According to the information presented by the US Department of Education, 25% of students attending for-profit schools have defaulted on the taken student loans. In fact, it turned out that the level of default on student loans is higher for students attending for-profit, private university. And only 11% of students attending public school have defaulted on their loans.

Public Schools Have Least Defaults On Student Loans

Actually, a number of students attending institutions of higher education face problems with their debts on student loans. Young people have to borrow huge amounts to get financed for education and, thus, a lot of them default on the loan repayment. According to Reuters, students of for-profit, private university face difficulties with unsecured loans repayment more frequently. The Department of Education examined the rates of default in 2008 and reported that 25% of students who had borrowed the funds to cover the tuition in for-profit institutions of higher education failed with the taken loan repayment. Besides, only 11% of students attending public universities defaulted on their student loans.

Measured Federal Funding

As for the federal funding, there is a new rule that was proposed in order to refuse any federal cash advance to any educational institution with the rate of loan default is higher than 30%. Actually, a number of private universities have already reached this level. The Association of Private Sector Colleges and Universities, a trade group of private universities, expressed the protest against the suggested rule and the DOE report stating that this numbers are determined by the current dismal economy.
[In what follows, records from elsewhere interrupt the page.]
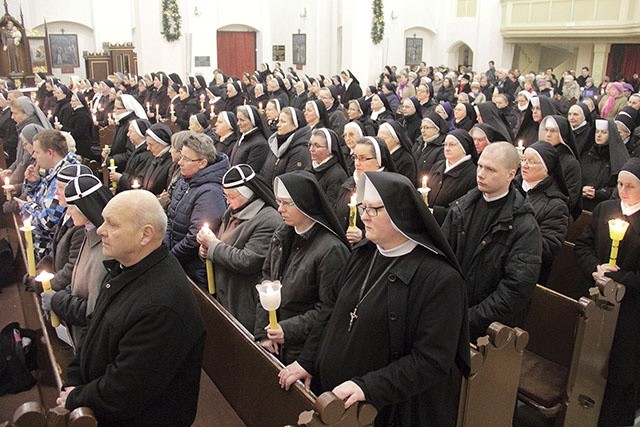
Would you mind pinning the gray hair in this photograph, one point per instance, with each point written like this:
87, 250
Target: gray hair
202, 145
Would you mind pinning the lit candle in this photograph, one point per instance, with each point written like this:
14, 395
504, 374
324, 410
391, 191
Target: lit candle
112, 168
617, 230
424, 190
269, 293
352, 212
520, 148
45, 278
28, 236
8, 187
211, 281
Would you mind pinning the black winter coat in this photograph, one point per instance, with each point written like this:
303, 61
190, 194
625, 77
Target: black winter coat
145, 342
592, 249
307, 266
504, 267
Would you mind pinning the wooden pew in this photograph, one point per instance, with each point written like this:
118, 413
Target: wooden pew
564, 371
33, 414
565, 276
488, 396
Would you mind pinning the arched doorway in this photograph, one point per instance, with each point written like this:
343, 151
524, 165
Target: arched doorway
460, 54
236, 49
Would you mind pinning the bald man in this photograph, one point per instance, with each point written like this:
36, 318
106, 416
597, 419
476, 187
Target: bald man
494, 234
140, 361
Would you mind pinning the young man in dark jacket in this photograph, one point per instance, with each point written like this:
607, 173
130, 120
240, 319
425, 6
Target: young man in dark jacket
496, 239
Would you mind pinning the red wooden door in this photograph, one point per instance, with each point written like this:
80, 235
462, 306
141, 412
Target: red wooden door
236, 52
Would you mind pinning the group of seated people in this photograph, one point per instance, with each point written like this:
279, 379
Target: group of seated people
399, 227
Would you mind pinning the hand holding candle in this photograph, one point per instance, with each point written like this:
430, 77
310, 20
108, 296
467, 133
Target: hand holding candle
28, 236
7, 187
617, 230
45, 278
269, 293
424, 190
211, 282
352, 211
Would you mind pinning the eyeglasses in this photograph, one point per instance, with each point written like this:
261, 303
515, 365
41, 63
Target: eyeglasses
285, 203
316, 145
371, 211
186, 159
360, 158
529, 163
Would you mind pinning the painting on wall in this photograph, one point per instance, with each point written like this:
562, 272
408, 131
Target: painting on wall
299, 49
413, 52
38, 54
64, 50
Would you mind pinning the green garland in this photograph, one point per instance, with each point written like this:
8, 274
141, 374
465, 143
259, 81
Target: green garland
377, 26
171, 20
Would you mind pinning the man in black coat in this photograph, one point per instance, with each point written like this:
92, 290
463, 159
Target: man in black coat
494, 234
141, 358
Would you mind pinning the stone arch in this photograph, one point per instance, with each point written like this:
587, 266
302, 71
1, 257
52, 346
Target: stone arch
460, 53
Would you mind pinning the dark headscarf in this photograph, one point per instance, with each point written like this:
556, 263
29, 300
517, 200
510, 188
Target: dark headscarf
491, 133
255, 118
333, 143
551, 159
89, 195
491, 115
381, 151
463, 137
310, 199
412, 218
566, 134
323, 116
244, 175
438, 121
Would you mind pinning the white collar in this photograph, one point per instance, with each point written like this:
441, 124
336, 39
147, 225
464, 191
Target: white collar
493, 199
402, 249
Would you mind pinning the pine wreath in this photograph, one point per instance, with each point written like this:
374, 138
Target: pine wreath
377, 26
171, 20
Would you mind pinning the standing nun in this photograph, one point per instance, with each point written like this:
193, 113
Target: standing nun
307, 254
399, 326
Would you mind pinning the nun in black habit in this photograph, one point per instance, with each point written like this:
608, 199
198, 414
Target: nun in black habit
399, 326
327, 161
352, 89
592, 255
397, 140
428, 149
454, 176
601, 163
307, 254
556, 131
542, 178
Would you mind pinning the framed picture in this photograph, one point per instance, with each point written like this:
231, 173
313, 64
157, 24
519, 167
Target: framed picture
413, 52
38, 54
299, 49
278, 52
64, 50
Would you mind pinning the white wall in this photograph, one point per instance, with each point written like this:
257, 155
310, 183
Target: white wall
139, 22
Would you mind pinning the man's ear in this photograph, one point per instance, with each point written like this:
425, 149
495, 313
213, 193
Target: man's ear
148, 233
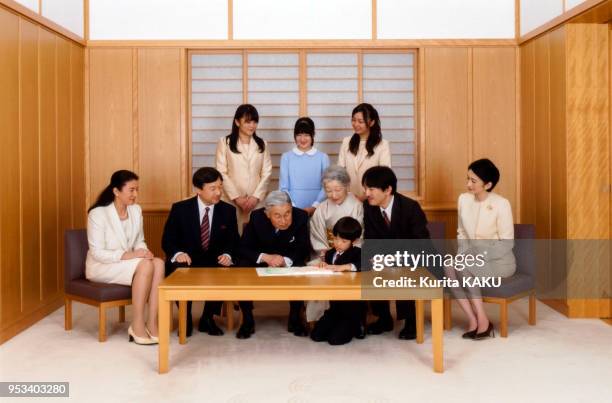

Moreover, APSCU added that the performed data of 2008 doesn’t apply to 2011.

Students’ Strain Is Growing

According to New York Times, more students face concerns about debt and post-education employment and they have a certain negative impact on their own mental health. Most of young people, living either in Arizona or Alabama, have no other way except of taking out large amounts of loans to finance the tuition and face the real necessity of debt consolidation for student loans after graduation and it’s not very pleasant, in fact.